The model can also automatically figure out how to use an MCP server without the user providing explicit instructions — a concrete improvement over GPT-5.4 for developers who have built tool-use integrations and want agents to navigate them without hand-holding.

Availability and Pricing

As of April 23, GPT-5.5 is live for Plus, Pro, Business, and Enterprise users in ChatGPT and Codex. GPT-5.5 Pro — a more capable, higher-accuracy version — is rolling out to Pro, Business, and Enterprise users in ChatGPT.

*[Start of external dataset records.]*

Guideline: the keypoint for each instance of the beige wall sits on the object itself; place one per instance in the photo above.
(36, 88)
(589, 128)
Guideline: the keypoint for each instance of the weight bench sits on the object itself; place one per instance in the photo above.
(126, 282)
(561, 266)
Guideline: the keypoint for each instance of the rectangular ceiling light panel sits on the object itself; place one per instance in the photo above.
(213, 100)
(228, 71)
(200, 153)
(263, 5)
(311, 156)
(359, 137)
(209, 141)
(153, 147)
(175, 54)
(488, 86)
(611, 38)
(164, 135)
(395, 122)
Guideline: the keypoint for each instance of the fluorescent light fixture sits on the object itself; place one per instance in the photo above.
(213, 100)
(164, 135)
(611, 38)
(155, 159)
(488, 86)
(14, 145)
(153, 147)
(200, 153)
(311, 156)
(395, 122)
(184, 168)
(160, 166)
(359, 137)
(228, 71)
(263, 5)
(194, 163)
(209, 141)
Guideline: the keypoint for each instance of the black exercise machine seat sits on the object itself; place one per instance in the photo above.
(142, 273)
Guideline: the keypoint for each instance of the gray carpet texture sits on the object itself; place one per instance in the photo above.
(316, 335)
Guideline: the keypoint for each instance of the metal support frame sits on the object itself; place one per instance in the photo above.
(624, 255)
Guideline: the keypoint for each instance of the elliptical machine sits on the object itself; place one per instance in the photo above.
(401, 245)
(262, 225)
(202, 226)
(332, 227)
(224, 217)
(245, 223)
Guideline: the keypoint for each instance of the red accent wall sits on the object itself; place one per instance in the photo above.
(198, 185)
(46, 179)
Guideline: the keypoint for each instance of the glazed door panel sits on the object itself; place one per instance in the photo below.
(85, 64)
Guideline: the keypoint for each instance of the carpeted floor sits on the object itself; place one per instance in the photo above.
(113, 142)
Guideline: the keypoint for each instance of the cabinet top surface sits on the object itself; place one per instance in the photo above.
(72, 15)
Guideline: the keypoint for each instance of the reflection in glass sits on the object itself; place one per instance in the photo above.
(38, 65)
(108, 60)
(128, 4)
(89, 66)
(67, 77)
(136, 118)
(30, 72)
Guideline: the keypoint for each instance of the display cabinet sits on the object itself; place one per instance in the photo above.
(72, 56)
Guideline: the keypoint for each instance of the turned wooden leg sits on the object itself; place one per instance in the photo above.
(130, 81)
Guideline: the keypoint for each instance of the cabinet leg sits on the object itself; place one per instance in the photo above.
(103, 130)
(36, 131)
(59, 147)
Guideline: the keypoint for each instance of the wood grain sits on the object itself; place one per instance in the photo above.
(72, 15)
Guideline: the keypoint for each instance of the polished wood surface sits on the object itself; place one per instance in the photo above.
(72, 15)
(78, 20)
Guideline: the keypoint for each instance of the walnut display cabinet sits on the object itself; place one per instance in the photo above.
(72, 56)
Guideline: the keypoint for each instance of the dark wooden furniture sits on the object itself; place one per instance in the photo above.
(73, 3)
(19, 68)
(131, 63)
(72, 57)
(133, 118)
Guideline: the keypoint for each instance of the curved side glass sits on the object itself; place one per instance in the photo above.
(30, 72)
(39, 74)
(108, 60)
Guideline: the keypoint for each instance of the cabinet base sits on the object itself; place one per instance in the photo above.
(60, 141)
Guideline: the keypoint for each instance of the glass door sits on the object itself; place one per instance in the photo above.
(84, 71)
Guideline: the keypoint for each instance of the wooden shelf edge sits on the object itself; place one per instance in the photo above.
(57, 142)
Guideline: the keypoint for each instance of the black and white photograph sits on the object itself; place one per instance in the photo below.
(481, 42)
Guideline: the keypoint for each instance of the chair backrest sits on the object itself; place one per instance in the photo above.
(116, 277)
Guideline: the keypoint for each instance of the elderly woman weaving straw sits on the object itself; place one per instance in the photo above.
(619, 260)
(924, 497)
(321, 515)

API access is not yet live at launch, with OpenAI saying it is coming "very soon" and that API deployments require additional safety safeguards that are still being finalized with partners. When the API launches, pricing will be $5 per million input tokens and $30 per million output tokens — double the cost of GPT-5.4. GPT-5.5 Pro is priced at $30 per million input tokens and $180 per million output tokens.

OpenAI says the higher price is offset by token efficiency gains, framing it as a net wash or better for most Codex workloads. That claim is worth testing against your own use patterns before assuming it holds at scale.

Safety Posture

OpenAI classified GPT-5.5 as meeting a "High" cybersecurity risk threshold — meaning it could amplify existing threats if misused — but said it does not cross the "Critical" threshold associated with severe harm. The company conducted extensive third-party red-teaming and safeguard testing before release, and worked with nearly 200 trusted early-access partners across real use cases. The safety posture comes as AI cybersecurity capabilities have been under scrutiny across the industry following Anthropic's limited rollout of its more powerful Claude Mythos Preview model.

What's Unconfirmed

OpenAI has not disclosed a specific timeline for API availability beyond "very soon," nor published detailed system cards covering the full scope of GPT-5.5's capabilities and failure modes. Independent third-party evaluation of the SWE-Bench Pro and Terminal-Bench 2.0 scores — particularly the memorization caveat raised about Anthropic's competing results — has not yet been completed. Developers should treat the benchmark comparisons as directional signals rather than settled fact until external evaluations replicate them.